Tak semua warga di Britania Raya bisa memperoleh akses tes corona. Pun yang punya gejala, diminta isolasi mandiri selama 14 hari.
M RIDHUAN, Balikpapan
Sejak Britania Raya menerapkan lockdown pada 23 Maret lalu, banyak aktivitas masyarakat yang dibatasi. Untuk berbelanja pun, antrean diterapkan di luar toko. Membatasi jumlah manusia di dalam bangunan. Kondisi ini tentu menghabiskan banyak waktu. Apalagi pada jam tertentu antrean bisa mengular.
“Kami pun harus jaga jarak selama mengantre,” sebut Riki Herliansyah, dosen Program Studi Matematika, Institut Teknologi Kalimantan (ITK) Balikpapan, yang kini berada di Edinburgh, Skotlandia.
Berjalan-jalan pun tak lagi menyenangkan. Jika dulu warga tak masalah berdekatan saat berpapasan, kini beberapa ada yang menghindar jika dalam satu trotoar. Hal ini tentu membawa efek bagi warga lokal yang dikenal ramah, maupun pendatang yang terbiasa dengan kenyamanan kota.
Berbagai cara dilakukan Riki untuk tetap semangat dan sehat menjalani aktivitasnya. Baik sebagai mahasiswa calon doktor filsafat (PhD) di Universitas Edinburgh, atau sebagai seorang muslim yang menjalani ibadah puasa selama Ramadan ini. “Di sini puasanya rata-rata kurang lebih 18-19 jam,” ungkapnya.
Bahkan dia sempat merasakan 20 jam berpuasa ketika waktu berbuka jatuh pada pukul 21.00 dan sahur di pukul 01.00. Namun, karena tinggal bersama teman dan keluarganya, suasananya menyenangkan karena ramai ketika berbuka dan sahur.
“Saat ini buka puasanya pukul 21.30 dan salat Isya pukul 23.11. Sedangkan salat Subuh mulai pada pukul 03.01,” ujarnya.
Kondisi ini membuatnya tidak tidur setelah salat Tarawih.
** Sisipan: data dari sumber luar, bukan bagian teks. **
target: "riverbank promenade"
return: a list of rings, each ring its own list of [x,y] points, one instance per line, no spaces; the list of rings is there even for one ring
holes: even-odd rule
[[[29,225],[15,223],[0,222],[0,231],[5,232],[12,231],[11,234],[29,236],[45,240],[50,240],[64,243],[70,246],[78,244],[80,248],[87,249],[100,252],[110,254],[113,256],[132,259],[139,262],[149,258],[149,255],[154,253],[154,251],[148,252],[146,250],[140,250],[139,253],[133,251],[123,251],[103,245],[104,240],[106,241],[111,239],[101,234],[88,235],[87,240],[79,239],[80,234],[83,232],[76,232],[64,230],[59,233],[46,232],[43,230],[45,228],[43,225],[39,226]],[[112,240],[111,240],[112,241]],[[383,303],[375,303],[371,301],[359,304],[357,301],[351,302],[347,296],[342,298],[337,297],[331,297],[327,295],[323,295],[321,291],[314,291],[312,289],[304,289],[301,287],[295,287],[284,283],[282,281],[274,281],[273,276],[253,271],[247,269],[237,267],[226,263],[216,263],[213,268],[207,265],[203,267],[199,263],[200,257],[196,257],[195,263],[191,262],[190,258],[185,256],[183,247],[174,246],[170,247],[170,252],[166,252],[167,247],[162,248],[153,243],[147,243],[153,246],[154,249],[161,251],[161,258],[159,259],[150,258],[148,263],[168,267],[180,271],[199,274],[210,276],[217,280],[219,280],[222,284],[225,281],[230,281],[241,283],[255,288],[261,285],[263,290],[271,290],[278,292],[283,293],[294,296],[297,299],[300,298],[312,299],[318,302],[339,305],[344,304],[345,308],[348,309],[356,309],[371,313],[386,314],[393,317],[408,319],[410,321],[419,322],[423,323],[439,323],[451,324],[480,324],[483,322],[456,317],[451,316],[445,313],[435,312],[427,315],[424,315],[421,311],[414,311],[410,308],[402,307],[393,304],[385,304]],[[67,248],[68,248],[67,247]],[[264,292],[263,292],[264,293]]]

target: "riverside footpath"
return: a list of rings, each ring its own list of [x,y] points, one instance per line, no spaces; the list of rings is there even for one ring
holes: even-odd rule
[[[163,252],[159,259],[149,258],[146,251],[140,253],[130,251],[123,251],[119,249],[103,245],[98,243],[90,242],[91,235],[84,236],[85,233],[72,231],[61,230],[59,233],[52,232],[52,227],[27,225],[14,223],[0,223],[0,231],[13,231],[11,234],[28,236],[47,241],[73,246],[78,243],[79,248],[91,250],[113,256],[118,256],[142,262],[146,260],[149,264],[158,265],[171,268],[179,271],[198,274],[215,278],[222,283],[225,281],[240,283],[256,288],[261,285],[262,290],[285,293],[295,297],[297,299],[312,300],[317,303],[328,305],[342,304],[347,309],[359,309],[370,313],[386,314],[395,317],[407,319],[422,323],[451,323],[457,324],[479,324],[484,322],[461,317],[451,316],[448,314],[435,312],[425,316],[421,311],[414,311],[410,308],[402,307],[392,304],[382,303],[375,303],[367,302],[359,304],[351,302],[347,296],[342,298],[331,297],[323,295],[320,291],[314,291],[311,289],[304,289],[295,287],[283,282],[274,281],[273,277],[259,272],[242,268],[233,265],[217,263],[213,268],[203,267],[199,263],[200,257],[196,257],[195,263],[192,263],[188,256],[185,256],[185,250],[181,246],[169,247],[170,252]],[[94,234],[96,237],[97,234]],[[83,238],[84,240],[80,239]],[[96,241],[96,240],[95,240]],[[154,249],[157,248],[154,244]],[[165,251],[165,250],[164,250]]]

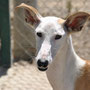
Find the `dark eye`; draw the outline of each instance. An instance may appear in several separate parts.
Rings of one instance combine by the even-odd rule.
[[[38,36],[38,37],[42,37],[42,33],[41,33],[41,32],[38,32],[38,33],[37,33],[37,36]]]
[[[60,39],[62,36],[61,35],[56,35],[55,36],[55,40],[58,40],[58,39]]]

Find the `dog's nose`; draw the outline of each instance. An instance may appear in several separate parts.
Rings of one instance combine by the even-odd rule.
[[[42,62],[40,59],[37,61],[37,64],[39,67],[47,67],[48,66],[48,60],[45,60]]]

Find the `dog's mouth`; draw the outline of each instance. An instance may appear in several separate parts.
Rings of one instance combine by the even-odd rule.
[[[48,69],[48,67],[38,67],[38,69],[39,69],[40,71],[46,71],[46,70]]]

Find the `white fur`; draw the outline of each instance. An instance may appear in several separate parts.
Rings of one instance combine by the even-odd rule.
[[[39,38],[36,35],[36,60],[49,61],[46,73],[53,90],[74,90],[75,80],[85,62],[75,53],[71,36],[58,20],[56,17],[41,18],[36,33],[42,32],[43,37]],[[56,34],[62,35],[62,38],[55,40]]]

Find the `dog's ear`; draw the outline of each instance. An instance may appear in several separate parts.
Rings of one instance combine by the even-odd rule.
[[[34,27],[36,27],[40,23],[40,19],[42,18],[42,16],[35,8],[33,8],[32,6],[26,5],[24,3],[16,7],[16,9],[18,8],[24,8],[25,21],[27,23],[30,23]]]
[[[78,12],[69,16],[65,21],[64,26],[68,32],[81,31],[89,17],[90,14],[88,13]]]

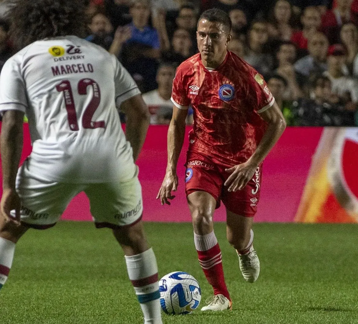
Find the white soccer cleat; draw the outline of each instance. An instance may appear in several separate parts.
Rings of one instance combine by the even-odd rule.
[[[223,295],[214,295],[205,301],[206,306],[202,310],[226,310],[232,309],[232,302],[229,300]]]
[[[253,246],[251,245],[246,254],[238,255],[240,270],[244,278],[249,282],[255,282],[260,273],[260,261]]]

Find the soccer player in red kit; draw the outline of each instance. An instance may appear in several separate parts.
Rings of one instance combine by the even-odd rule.
[[[228,15],[217,9],[201,15],[197,38],[200,53],[178,68],[173,83],[173,118],[168,132],[166,171],[157,199],[170,204],[176,190],[176,166],[183,146],[187,110],[194,110],[189,135],[185,191],[199,262],[214,296],[202,310],[232,309],[213,215],[222,201],[227,236],[236,249],[245,279],[253,282],[260,262],[251,229],[260,199],[262,164],[286,123],[262,76],[228,51]]]

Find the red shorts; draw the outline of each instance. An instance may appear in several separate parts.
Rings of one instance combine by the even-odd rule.
[[[224,183],[230,175],[225,170],[233,165],[216,161],[202,154],[189,151],[185,165],[185,190],[187,196],[196,191],[210,194],[216,199],[216,208],[220,201],[232,213],[253,217],[260,198],[262,165],[257,167],[245,187],[236,192],[229,192]]]

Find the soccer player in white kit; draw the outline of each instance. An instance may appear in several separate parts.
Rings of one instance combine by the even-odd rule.
[[[54,225],[83,191],[96,226],[112,229],[123,248],[145,324],[161,324],[158,268],[141,221],[134,163],[148,109],[117,59],[76,36],[85,30],[84,2],[19,0],[10,15],[23,49],[0,76],[0,288],[20,237],[29,228]],[[119,108],[127,116],[127,140]],[[33,148],[18,171],[25,114]]]

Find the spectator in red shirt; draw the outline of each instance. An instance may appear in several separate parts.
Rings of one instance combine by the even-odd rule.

Tanggung. Jadi, dia mengubah pola tidur setelah salat subuh sampai siang sebelum salat zuhur. Di sela waktu salat, dihabiskannya dengan melakukan riset dan tadarus.
“Pernah juga waktu di Australia saya sempat berpuasa. Namun, waktunya jauh lebih singkat dibandingkan di Indonesia,” kata pria yang menyelesaikan studi S2-nya di Universitas New South Wales, Sydney, Australia, itu.
Lantaran semua masjid ditutup akibat lockdown, salat Tarawih dilakukan di rumah. Berjamaah bersama teman dan keluarganya. Pengajian diubah secara online. Kini banyak diselenggarakan oleh Keluarga Islam Britania Raya (KIBAR) bekerja sama dengan KBRI dan beberapa komunitas muslim lainnya.
“Sempat juga mengadakan bukber (buka bersama) online yang diselingi dengan lomba ‘Mug Coooking’ dan saya menang ternyata. Lumayan dapat voucher belanja, ha-ha-ha,” tawa pemuda asal Kutim itu.
Untuk menu berbuka, Riki tak khawatir selera Indonesianya hilang. Karena tinggal bersama teman yang pandai memasak, jadi menunya bervariasi. Kadang masak mi ayam, asinan bogor, siomay, bakwan, bakso, soto betawi, atau sekadar lalapan tahu tempe sambel mentah.
“Pengalaman puasa di sini, kalo dibilang capek rasanya tidak juga. Selama kita sahur dengan baik. Apalagi lockdown, lebih banyak di kamar,” katanya.